I went to the college fair tonight at school. Chris was there. Each day that goes by, I lose my desire to chase after him, knowing that it won't work, and that he is not who I truly want either. He was a challenge before, but now I am just not up for it anymore. Antonio was there too, and I still think that he is extremely cute and charming. I love his teeth. I would be so happy if he asked me to the prom, but I don't think that he will. I wonder if he is going at all. Still, Joe is not a challenge at all. I'm not saying that I'm looking for a true challenge, because that would be stupid...but I feel so very unspecial. So, he likes me. Great. I don't really like him back, and it's not worth my while to even try to make him mine or anything. Can you see what I'm saying? I don't want to put an effort into building a relationship that I don't want to be in. Yet, I don't have the guts to stop this before it goes any further, and I'm afraid that soon enough I will be spiraling into unhappiness.
The one thing that I have longed to do for my whole life is enter the minds of others. I would love to see their thoughts, and feel what they're feeling, and that way I could better understand them. Perhaps there is an extremely egocentric reason too, as I would love to know what people thought of me. So many times, others don't know your true feelings because you stash them away, hidden. I don't think that's the right way to be, yet that's the way I am. It is such a curious thing to imagine what others think and why they think that way. It would make life a whole lot easier sometimes if you could know.
In conclusion, I don't know what to do. I know I'm not ready for this whole boyfriend thing yet.

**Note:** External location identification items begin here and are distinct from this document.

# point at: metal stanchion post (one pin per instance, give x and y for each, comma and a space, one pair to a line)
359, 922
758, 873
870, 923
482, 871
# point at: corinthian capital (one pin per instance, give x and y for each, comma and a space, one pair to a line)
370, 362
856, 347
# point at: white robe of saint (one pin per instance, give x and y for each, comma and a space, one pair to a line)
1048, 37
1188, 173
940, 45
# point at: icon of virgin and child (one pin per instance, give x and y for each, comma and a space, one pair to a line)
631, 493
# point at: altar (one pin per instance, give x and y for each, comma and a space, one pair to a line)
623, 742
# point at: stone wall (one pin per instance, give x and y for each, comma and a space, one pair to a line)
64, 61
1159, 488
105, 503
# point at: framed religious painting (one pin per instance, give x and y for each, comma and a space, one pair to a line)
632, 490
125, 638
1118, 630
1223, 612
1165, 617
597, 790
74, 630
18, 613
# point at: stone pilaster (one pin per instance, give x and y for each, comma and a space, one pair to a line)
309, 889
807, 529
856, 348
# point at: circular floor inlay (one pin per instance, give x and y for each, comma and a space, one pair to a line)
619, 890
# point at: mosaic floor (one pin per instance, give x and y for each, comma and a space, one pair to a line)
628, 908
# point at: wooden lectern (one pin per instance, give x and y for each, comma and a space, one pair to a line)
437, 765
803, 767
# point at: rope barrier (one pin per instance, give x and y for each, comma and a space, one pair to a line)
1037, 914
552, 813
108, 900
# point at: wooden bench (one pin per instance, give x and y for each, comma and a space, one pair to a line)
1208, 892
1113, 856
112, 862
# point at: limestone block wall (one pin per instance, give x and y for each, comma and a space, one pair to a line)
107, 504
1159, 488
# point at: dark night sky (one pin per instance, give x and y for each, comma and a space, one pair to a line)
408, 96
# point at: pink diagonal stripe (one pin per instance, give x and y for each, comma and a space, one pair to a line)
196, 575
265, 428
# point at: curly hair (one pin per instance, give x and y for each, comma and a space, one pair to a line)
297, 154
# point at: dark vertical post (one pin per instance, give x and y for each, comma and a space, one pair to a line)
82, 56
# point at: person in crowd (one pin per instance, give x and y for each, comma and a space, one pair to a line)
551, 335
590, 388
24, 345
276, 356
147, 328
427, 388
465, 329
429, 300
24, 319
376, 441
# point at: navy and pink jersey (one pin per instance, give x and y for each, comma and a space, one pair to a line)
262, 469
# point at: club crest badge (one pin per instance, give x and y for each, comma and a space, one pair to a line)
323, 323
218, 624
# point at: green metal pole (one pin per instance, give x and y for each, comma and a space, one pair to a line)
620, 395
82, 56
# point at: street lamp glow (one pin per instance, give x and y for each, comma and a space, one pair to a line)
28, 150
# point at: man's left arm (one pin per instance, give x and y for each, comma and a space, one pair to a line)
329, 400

Call me immature or whatever, but geez. I don't want to feel pressured to bring him to my prom either. Just because I'm doing him a favor by going to his doesn't mean that I still can't go alone to mine, right? If I take anyone from school, there are only two possible candidates whom I will consider. Hey, I have standards you know. One would be Antonio, and the other would be Michael. I was just thinking of something, though. I so hope that no one every stumbles across this diary. It would ultimately be my demise and the utter end of my life.
I am dreading Friday. I hate Friday now. Maybe he'll forget. Oh, I hope so. ĦAh, que mal suerte!